WPJ: So are we reaching that stage now in Russia? Are we there yet?

KASPAROV: Close, very close. But I wouldn’t look at Russia as something unique. It’s also applicable to the Arab countries. We are entering a brand new world, and the changes we are facing now can be compared only to the late 15th and early 16th centuries with book printing, which united the Reformation and led to the collapse of the traditional map with its old-fashioned monarchies, aristocracies, and Rome. That’s what Martin Luther said when praising Gutenberg—that they got a very powerful weapon in books, printed books, which could involve thousands more people in decision-making. The moment you expand the circle of people who participate in decision-making, you create a new political reality. What we are seeing is that the circle has been expanded from millions to hundreds of millions. We don’t yet know the consequences of the move from Gutenberg to Zuckerberg.

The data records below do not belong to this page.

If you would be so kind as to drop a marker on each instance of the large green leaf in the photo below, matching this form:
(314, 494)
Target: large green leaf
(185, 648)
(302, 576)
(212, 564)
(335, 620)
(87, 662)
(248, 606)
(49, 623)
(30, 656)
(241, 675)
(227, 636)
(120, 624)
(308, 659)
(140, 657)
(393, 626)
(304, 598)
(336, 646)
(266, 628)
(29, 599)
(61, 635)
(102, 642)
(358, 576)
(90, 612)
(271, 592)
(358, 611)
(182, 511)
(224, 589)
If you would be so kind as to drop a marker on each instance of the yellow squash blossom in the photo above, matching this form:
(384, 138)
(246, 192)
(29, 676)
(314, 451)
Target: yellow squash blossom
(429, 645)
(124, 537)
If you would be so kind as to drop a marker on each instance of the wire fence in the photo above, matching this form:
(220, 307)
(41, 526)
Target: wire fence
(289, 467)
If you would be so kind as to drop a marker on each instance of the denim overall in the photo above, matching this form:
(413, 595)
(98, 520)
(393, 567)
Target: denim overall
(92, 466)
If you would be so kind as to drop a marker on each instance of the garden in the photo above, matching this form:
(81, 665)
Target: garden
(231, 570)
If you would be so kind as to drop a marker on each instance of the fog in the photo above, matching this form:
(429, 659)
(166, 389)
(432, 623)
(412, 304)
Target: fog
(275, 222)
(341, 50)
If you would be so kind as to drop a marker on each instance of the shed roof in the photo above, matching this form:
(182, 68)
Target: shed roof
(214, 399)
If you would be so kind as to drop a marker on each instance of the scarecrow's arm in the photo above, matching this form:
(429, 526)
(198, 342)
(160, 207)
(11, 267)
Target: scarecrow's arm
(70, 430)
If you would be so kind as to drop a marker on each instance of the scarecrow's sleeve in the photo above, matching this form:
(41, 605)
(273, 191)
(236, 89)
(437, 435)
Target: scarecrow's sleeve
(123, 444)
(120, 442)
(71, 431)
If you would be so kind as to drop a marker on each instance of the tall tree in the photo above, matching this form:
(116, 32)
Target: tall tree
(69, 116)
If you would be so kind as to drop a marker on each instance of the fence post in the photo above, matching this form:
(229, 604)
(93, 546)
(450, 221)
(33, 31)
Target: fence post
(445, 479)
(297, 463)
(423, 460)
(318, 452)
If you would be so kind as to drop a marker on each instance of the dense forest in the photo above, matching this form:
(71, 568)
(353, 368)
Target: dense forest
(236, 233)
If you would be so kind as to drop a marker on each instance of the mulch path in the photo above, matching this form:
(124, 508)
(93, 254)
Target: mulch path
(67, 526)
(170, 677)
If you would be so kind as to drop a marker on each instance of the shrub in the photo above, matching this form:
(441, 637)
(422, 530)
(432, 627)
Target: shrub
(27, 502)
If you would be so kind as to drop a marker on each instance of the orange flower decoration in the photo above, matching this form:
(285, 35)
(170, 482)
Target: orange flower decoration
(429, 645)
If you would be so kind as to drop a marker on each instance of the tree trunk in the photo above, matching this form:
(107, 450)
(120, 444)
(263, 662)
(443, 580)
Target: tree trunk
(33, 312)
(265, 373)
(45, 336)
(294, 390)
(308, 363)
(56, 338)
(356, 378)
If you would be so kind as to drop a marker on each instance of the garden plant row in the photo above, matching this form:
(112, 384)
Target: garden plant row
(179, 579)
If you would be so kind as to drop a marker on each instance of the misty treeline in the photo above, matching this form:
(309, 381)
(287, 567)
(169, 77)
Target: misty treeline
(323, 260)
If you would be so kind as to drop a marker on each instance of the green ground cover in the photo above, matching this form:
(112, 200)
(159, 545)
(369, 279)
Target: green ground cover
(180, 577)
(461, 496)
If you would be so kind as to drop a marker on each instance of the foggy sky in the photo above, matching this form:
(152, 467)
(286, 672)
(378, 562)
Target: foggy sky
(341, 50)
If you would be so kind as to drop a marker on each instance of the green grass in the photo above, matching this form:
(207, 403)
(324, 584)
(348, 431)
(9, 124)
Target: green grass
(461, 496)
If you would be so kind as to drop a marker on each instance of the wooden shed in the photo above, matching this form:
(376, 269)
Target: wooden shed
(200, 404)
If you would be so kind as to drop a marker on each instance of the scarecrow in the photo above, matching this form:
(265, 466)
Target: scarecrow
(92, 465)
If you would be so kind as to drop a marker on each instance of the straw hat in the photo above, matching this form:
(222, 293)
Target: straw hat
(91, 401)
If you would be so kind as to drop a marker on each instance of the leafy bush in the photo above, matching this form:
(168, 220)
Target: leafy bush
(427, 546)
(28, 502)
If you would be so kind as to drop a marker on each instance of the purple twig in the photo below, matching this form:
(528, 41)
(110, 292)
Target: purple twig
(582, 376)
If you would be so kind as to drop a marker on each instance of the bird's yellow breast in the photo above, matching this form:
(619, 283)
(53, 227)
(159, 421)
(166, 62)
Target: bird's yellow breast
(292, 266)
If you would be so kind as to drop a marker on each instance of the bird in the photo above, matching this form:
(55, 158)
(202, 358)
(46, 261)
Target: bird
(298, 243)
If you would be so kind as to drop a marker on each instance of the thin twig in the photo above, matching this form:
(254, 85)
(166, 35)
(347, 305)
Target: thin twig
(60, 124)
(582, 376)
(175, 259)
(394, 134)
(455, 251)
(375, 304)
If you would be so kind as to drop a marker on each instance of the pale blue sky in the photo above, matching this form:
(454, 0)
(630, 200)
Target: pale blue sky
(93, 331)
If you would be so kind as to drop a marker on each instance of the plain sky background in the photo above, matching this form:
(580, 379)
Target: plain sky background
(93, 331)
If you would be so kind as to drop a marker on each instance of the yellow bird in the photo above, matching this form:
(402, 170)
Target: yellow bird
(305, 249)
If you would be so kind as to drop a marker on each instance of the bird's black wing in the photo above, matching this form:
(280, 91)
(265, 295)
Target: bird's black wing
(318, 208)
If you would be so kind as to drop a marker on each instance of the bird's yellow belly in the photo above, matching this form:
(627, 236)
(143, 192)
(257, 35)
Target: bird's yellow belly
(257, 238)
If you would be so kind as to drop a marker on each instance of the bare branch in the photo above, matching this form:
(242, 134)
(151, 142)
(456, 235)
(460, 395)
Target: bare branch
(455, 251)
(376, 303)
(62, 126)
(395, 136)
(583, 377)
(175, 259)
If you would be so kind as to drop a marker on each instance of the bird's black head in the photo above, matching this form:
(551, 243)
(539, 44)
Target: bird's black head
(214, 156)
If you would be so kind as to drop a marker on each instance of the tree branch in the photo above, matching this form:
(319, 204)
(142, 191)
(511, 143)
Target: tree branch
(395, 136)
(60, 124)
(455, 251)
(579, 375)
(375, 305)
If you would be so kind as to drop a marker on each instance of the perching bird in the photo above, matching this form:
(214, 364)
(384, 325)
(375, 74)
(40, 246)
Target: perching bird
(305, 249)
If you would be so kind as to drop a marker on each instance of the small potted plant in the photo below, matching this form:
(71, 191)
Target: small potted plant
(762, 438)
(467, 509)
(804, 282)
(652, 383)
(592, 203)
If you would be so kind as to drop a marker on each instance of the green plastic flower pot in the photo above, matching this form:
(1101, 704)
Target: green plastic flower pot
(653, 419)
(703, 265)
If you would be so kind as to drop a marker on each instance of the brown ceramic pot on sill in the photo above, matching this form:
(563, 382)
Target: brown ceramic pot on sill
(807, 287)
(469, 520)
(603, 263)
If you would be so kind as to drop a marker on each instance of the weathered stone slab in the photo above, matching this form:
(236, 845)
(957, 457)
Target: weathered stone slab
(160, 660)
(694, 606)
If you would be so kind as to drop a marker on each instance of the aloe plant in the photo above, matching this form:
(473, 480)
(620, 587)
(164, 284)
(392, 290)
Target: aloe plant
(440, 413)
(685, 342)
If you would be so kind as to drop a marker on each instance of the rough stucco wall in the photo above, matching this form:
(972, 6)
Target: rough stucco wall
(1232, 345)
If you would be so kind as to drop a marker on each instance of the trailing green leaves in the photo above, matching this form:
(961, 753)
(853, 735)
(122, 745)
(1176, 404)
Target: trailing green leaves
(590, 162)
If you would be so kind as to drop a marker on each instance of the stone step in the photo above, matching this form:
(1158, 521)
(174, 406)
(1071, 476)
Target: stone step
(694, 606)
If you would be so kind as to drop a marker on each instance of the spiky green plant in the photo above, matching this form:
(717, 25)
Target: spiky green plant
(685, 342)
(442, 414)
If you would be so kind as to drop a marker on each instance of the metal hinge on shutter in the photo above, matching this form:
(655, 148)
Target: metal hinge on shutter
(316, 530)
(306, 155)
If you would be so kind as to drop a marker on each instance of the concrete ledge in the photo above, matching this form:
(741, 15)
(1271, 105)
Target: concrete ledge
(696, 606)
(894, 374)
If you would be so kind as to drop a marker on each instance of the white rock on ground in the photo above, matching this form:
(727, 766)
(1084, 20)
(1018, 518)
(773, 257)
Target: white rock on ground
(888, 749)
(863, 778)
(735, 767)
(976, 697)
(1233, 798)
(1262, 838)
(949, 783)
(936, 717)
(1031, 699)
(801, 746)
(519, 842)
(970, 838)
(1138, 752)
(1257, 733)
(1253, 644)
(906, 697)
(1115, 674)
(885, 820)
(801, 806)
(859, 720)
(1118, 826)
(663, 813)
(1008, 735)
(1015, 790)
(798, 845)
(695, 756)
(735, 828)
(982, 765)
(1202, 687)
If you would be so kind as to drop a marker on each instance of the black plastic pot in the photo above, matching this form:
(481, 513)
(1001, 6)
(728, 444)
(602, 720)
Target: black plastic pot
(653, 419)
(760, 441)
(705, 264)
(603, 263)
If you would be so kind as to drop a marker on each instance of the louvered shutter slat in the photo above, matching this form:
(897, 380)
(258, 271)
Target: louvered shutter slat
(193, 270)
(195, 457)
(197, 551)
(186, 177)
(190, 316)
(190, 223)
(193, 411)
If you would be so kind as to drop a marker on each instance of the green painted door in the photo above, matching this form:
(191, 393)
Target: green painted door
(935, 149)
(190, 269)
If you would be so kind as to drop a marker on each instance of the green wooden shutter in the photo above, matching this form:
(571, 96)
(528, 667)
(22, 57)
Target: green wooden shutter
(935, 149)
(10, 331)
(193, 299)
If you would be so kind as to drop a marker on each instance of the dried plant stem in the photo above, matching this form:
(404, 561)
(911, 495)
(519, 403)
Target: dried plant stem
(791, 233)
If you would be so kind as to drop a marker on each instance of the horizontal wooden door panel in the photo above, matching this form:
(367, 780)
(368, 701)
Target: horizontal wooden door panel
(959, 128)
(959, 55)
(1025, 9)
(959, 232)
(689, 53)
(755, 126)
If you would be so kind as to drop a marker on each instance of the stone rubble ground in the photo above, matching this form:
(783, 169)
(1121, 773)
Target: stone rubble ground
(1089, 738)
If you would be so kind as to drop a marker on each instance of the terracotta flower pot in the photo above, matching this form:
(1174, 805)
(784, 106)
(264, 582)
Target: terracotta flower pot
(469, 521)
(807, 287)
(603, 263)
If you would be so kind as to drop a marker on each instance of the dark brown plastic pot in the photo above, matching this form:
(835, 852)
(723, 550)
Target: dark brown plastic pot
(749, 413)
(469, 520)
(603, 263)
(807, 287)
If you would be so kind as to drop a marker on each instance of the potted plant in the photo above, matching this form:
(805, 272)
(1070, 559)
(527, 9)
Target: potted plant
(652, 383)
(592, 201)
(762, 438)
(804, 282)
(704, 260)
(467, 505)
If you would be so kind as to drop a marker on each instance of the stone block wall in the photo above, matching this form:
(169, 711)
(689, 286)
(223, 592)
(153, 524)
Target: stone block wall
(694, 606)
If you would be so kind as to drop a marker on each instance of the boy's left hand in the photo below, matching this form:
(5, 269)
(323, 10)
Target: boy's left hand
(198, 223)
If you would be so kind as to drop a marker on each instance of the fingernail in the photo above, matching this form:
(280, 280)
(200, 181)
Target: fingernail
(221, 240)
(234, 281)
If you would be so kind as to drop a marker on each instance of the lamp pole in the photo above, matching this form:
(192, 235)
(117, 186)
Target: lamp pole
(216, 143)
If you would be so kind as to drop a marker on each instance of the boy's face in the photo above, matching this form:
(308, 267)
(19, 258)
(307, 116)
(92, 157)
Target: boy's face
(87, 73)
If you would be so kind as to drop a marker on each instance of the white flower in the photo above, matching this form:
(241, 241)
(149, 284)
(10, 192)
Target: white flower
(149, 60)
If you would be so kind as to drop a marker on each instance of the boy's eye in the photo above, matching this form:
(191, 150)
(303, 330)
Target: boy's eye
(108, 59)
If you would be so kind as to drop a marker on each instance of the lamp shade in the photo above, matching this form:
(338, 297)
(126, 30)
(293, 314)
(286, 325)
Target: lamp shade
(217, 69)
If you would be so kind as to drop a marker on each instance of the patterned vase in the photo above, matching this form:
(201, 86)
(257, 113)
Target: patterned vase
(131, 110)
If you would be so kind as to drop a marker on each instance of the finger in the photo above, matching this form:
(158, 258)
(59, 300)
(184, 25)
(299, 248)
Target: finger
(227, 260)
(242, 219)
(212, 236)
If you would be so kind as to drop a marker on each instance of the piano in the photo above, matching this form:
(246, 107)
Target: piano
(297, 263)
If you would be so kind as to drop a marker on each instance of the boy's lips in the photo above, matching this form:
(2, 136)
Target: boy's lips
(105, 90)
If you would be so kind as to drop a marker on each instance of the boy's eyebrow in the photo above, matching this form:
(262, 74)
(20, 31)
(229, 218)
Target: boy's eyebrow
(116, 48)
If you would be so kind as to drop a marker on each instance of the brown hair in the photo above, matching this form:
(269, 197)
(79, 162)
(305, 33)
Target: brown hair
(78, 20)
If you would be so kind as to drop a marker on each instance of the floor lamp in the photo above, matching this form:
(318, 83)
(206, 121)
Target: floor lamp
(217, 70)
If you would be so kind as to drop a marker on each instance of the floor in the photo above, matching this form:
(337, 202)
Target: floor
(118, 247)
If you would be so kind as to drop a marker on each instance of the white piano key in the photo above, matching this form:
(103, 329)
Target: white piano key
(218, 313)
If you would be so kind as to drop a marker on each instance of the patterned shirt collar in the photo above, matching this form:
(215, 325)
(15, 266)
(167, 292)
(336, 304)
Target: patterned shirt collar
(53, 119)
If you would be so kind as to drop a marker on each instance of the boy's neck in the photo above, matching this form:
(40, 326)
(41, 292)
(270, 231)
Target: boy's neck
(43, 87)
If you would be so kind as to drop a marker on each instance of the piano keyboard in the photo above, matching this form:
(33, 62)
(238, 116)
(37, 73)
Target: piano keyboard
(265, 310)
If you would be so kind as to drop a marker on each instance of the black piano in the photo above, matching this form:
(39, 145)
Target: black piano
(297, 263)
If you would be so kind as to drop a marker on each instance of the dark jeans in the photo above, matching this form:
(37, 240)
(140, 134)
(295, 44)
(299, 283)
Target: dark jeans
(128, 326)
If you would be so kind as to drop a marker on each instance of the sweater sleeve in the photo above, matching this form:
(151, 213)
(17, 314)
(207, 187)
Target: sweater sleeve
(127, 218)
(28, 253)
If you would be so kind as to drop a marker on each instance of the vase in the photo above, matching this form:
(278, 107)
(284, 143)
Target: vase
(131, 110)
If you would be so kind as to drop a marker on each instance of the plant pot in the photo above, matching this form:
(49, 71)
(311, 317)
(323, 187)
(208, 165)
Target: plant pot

We are in the "Facebook era", for the lack of a better term. Now, instead of information being passed around in books to hundreds of thousands within weeks or months, it can be passed to billions of people in just a matter of seconds. This is more power than anyone could have ever dreamed of. But as in all Spiderman comic strips, "with great power comes great responsibility". It is what we choose to do with that power that will determine the course of our future.